Thursday, June 24, 2010

Shooting From The Hip With Social Media

Big news everywhere we turn this week and last from the world of social media.  Early last week Nielsen reported that 22 percent of all time spent on the Internet is social.  According to a study by the big research company, web users spend one in every four and a half minutes they are online on social networks and blogs.

Some equally compelling data from another research firm, as reported in eMarketer, shows that 50% of Facebook users click on Facebook ads to "like" a brand and 33% of Twitter users share opinions about companies or products.

It seems as social media permeates our lives and  new levels of connectivity are added through mobile devices, entirely new consumer behaviors are developing.

Up until recently it was rare for me to see friends on Facebook mention specific products other than those associated with pop culture such as TV Shows, Movies, Music and Books.   But in the last couple of weeks I have seen friends speak glowingly of experiences with consumer brands that exceeded their expectations in one way or another like Netflix, ZipCar, GroupOn and Trader Joes.

Companies are being forced to react to all this on multiple levels.  Never has the pressure been greater for a business to absolutely delight their customers and tap into an ever growing pool of potential evangelists who will share their experiences on one of their preferred social networks. (Disappointing and frustrating them carries too much downside - witness the AT&T/iPhone debacle last week.)

So at the highest level, companies need to weave social media considerations into their entire operating mentality. And, on a more granular level, they need to be dedicating more and more resources and strategic thinking to intimately managing specific social media platforms and channels.

For most companies this is not proving easy.  According to another piece of research released this week,  as reported in Media Post, more than half of companies say they are using social media with absolutely no strategy.

"... most companies appear to be shooting from the hip, with no cohesive game plan or measurement systems in place. Even among those with a plan, few have written policies and communications protocols in place, leaving the organization exposed to problems arising out of employees communicating in ways that inadvertently hurt -- rather than help -- their company brands."

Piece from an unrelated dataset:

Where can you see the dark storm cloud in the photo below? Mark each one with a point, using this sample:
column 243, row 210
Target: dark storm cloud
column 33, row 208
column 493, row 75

Shocking, but not surprising in such fast-fracturing media landscape.  Seems companies are barely able to keep up with their traditional and online media executions, and when they do develop a clever social media idea, it comes out of nowhere and doesn't seem to be connected to a broader marketing strategy.

Is Virgin America's offer this week to offer free flights to Twitter influencers "shooting from the hip" or smart marketing?

Saturday, June 5, 2010

The Best Business Presentation I Have Ever Seen

We all strive to tell our business story in a clear, concise and compelling manner.  Weaning, editing and ultimately leaving things out of a presentation is much harder than including lots of information, and the best presentations, just like the best poems, books and other forms of art and communications, tell a story with such apparent ease and focus that we are inspired with the the artist/executive/entrepreneur's vision and capability. 

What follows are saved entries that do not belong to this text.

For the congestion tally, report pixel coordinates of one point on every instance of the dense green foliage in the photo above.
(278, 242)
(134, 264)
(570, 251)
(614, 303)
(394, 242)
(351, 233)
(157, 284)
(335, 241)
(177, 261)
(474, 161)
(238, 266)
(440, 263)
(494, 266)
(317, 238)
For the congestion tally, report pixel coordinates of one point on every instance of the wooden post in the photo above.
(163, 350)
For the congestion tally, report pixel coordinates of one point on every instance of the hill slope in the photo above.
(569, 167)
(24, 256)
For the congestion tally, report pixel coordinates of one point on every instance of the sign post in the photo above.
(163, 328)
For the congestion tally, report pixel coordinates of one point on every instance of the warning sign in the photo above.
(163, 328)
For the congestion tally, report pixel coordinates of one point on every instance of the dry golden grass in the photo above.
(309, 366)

Such is the case with Netflix's business plan which was recently posted online for the world to see by their CEO, Reed Hastings.

It takes 5 minutes to flow through the 40 or so slides, after which one can see clearly why Netflix is so successful. It's their laser focus on succeeding at one enormous opportunity and their thorough understanding of their competition and where they sit in a media landscape changing at light speed, dominated by companies 10X as large.

The presentation not only shares Nettflix's vision and some broad insight into the future of Television, but some great business management aphorisms such as: "Rather than depending on one genius, we democratize innovation" and "To have profitable growth in such a huge market, you find a segment in which you can gain and maintain leadership."

Finally, it is just fascinating to watch a company that started as a direct mail business (and continues to generate most of its revenue from mail subscription) have such an enormous impact on the future of digital media.